余珍珍还未答话,一道白光闪现,她已回到安仁街的深巷内。
丁乐康不知去向,四周静谧无声,唯有阴风阵阵。
苍因阁内,阁主蹲下身,饶有兴致地看着眼前不断挣扎的小狗。
小狗刚才很生气,挣扎累了,便眼皮下沉,隐隐有睡去之意,它看着那一张与主人一模一样的面孔,眼中有迷惑,渐渐地,又充满眷念。
阁主不知想到了什么,自言自语道:“看来人间与地狱没什么不同,脑子越简单,心思越纯净,也就对人越忠诚。”
她起身,挥手间,一排箱笼后,出现一道暗门。
暗门后,是她的寝室。与见苦主的地方不同,寝室内,目光所及之处,无一不是富贵迷人眼。
一张雕刻精细的红木罗汉床静静地摆放着,床榻四周悬挂着轻纱幔帐,幔帐随风轻拂,宛如薄云缭绕。
**铺着柔软的锦缎被褥,色泽如同初绽的桃花,一针一线,皆是绣娘费了好大心思才制成的。
枕边放置的香囊内,塞得满满的,全是春日的桃花花瓣。她施了法术,才将这股子甜香永恒地锁在里面。
她很喜欢桃花的香气,那是属于人间的气味,虽夹杂泥泞,但只需微风拂过,清幽的香气便能盖过一切。不似曼珠沙华,层层叠叠,常生河畔,一股子死气。
她本是因果殿上守护因果簿的侍女,有一个契合因果的名字,叫邹茵。她住的地方,靠近黄泉路,遍地开满曼珠沙华。
灵魂们在这条路上行走,面目模糊而神情哀戚,各个背负着生前未了的心愿与遗憾。他们的痛苦化作低沉的哀嚎,在这无尽的路途上回**。

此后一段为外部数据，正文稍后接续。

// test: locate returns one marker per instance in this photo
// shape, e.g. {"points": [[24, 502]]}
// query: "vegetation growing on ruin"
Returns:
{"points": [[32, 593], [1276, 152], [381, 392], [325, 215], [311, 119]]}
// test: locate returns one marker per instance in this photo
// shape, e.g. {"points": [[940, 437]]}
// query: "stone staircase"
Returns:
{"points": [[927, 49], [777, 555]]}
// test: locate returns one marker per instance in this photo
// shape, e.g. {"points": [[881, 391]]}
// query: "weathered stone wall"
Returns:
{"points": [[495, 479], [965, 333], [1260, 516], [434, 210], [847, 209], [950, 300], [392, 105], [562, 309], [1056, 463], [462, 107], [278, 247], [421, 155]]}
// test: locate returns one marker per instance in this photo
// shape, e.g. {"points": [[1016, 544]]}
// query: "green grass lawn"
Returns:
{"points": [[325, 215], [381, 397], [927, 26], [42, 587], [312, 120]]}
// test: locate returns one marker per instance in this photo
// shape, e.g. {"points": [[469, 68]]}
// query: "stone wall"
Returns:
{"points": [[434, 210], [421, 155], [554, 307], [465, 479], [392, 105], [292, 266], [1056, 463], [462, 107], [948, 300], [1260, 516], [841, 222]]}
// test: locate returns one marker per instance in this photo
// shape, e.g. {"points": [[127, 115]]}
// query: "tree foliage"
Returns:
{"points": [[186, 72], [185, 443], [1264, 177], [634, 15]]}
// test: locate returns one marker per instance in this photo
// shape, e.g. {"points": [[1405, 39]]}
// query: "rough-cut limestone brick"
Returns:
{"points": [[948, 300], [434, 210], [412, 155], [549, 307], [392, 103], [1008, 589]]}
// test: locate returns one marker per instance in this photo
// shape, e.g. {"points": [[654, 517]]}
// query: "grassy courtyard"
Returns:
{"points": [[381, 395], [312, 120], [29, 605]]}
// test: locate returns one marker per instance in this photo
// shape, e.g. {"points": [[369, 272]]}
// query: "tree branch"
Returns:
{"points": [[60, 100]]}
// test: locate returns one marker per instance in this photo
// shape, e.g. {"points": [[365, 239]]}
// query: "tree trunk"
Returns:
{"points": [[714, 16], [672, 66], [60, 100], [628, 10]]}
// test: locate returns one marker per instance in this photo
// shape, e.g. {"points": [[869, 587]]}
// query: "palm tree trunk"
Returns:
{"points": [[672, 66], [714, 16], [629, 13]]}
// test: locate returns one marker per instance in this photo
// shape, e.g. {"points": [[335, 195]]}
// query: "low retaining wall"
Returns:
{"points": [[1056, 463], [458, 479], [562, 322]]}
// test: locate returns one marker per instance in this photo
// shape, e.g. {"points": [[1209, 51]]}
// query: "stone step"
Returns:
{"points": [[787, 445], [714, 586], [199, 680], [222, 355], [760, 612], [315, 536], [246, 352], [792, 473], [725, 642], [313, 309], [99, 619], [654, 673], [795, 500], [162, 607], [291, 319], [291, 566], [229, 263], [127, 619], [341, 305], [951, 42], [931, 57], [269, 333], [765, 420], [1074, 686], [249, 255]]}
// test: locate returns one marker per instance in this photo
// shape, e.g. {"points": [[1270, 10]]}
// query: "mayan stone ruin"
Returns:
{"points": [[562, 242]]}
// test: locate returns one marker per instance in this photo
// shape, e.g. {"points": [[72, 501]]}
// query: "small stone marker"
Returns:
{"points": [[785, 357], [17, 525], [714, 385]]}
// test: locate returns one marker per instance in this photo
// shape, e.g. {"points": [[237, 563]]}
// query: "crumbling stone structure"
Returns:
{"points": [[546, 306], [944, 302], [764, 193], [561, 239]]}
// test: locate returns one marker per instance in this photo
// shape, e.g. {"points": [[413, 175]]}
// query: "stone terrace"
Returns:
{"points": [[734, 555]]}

邹茵整夜整夜睡不好觉,总生噩梦,想要换个住的地儿,奈何请求总不被应允。邹茵想,她这么不受重视,大概只因她是女人吧。
整个地府中,十殿阎王是男人,他们负责审判亡魂的生前善恶,决定他们的去向;判官是男人,负责记录亡魂的生前事迹,帮助判定奖惩;黑白无常是男人,负责捉拿亡魂,护送他们前往地府;城隍是男人,负责监督人间的善恶,保护一方水土和百姓。他们做的事儿,都象征着权利。
而女人呢?孟婆掌管奈何桥,负责给亡魂提供孟婆汤,让他们忘记前世的记忆,为转世投胎做好准备。她做这个事儿,是因为大家觉得,女人熬汤好喝,亡魂们乐意喝;邹茵守护因果簿,负责将它们整理摆放好,若有缺漏,及时处置。她做这个事儿,是因为大家觉得,女人细心,适合做这些。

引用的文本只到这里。